Association of proBNPage with all-cause and cardiovascular mortality among US adults: an analysis of data from the National Health and Nutrition Examination Survey.

OBJECTIVE

Biological age assessed by the Klemera and Doubal method (KDM) and phenotypic age (PhenoAge) was considered as a marker for ageing-related outcomes because it reflects different aspects of biological ageing and health, which are associated with increased risk of death. proBNPage based on N-terminal pro-B-type natriuretic peptide (NT-proBNP) is a novel index for biological age estimation. However, the independence of its relationship with clinical outcomes from established risk factors, KDM or PhenoAge remains uncertain. Their identification could provide valuable information to prognosis.

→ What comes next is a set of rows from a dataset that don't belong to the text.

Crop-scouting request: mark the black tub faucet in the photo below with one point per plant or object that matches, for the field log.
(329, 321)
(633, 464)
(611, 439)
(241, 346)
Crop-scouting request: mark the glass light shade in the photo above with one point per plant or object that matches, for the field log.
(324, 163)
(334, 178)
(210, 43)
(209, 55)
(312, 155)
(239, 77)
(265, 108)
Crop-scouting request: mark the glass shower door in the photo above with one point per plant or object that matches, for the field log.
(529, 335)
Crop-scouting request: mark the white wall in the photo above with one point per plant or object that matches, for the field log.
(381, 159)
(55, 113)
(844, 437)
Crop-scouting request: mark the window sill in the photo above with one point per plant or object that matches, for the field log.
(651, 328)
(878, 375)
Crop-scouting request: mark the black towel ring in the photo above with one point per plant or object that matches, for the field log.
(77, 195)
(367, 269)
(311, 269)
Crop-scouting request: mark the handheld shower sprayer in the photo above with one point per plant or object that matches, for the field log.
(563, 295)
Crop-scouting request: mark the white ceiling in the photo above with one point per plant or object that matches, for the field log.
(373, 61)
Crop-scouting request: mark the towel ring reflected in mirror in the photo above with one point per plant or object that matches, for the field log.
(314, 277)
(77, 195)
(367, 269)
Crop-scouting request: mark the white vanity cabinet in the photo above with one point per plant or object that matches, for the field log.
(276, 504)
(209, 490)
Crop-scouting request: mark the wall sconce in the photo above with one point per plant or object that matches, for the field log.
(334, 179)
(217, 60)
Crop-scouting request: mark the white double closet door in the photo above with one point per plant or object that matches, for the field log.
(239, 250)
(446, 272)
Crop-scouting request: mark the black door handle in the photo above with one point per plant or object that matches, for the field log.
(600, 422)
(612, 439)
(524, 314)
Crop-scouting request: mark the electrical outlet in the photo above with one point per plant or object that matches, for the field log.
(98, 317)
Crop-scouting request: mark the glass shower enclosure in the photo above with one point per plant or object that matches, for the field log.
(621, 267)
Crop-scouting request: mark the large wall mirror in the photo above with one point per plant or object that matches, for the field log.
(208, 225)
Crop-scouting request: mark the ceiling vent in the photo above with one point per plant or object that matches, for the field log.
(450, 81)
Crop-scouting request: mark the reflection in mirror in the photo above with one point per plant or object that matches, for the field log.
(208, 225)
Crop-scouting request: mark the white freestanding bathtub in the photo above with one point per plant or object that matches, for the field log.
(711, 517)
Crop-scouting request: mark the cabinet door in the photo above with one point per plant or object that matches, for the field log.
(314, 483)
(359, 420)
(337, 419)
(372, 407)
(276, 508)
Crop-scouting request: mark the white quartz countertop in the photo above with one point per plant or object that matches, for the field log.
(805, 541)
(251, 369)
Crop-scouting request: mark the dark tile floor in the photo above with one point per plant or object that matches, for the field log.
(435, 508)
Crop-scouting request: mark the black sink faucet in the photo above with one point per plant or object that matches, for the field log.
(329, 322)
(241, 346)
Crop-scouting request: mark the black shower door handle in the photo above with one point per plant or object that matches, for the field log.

DESIGN, SETTING AND PARTICIPANTS: This study analysed data from the general population included in the National Health and Nutrition Examination Survey (NHANES). Participants who took part in the cross-sectional survey from 1999 to 2004 were included, and all-cause as well as cardiovascular mortality was recorded (up to 31 December 2019).

OUTCOME MEASURES

All-cause and cardiovascular mortality were considered as outcomes. Clinical risk factors were collected, and biological age was estimated by proBNPage, KDM and PhenoAge. Cox proportional hazards models were used to determine the relationship between proBNPage and outcomes with adjustment for risk factors or other biological age indexes. Restricted cubic spline (RCS) analysis based on multivariate Cox regressions was performed to examine whether there was a non-linear relationship between proBNPage and outcomes.

RESULTS

A total of 9 925 participants were included in this study. The association between proBNPage and outcomes remained significant after adjusting for risk factors, including NT-proBNP (for all-cause mortality, HR 1.14; 95% CI 1.10 to 1.17; for cardiovascular mortality, HR 1.20; 95% CI 1.14 to 1.27). Similar results were obtained after adjusting for KDM plus NT-proBNP (for all-cause mortality, HR 1.31; 95% CI 1.22 to 1.41; for cardiovascular mortality, HR 1.21; 95% CI 1.11 to 1.28) or PhenoAge plus NT-proBNP (for all-cause mortality, HR 1.21; 95% CI 1.16 to 1.28; for cardiovascular mortality, HR 1.35; 95% CI 1.24 to 1.47). These findings were confirmed in most subgroups. A non-linear relationship was observed between proBNPage and all-cause and cardiovascular mortality with an inflection point.

CONCLUSIONS

A non-linear positive relationship was observed between proBNPage and clinical outcomes. After adjusting for established risk factors and other biological age estimation indices (KDM or PhenoAge), proBNPage was significantly associated with mortality. The results remain similar after further adjustment for NT-proBNP. These results suggest that proBNPage is a useful surrogate for biological age estimation.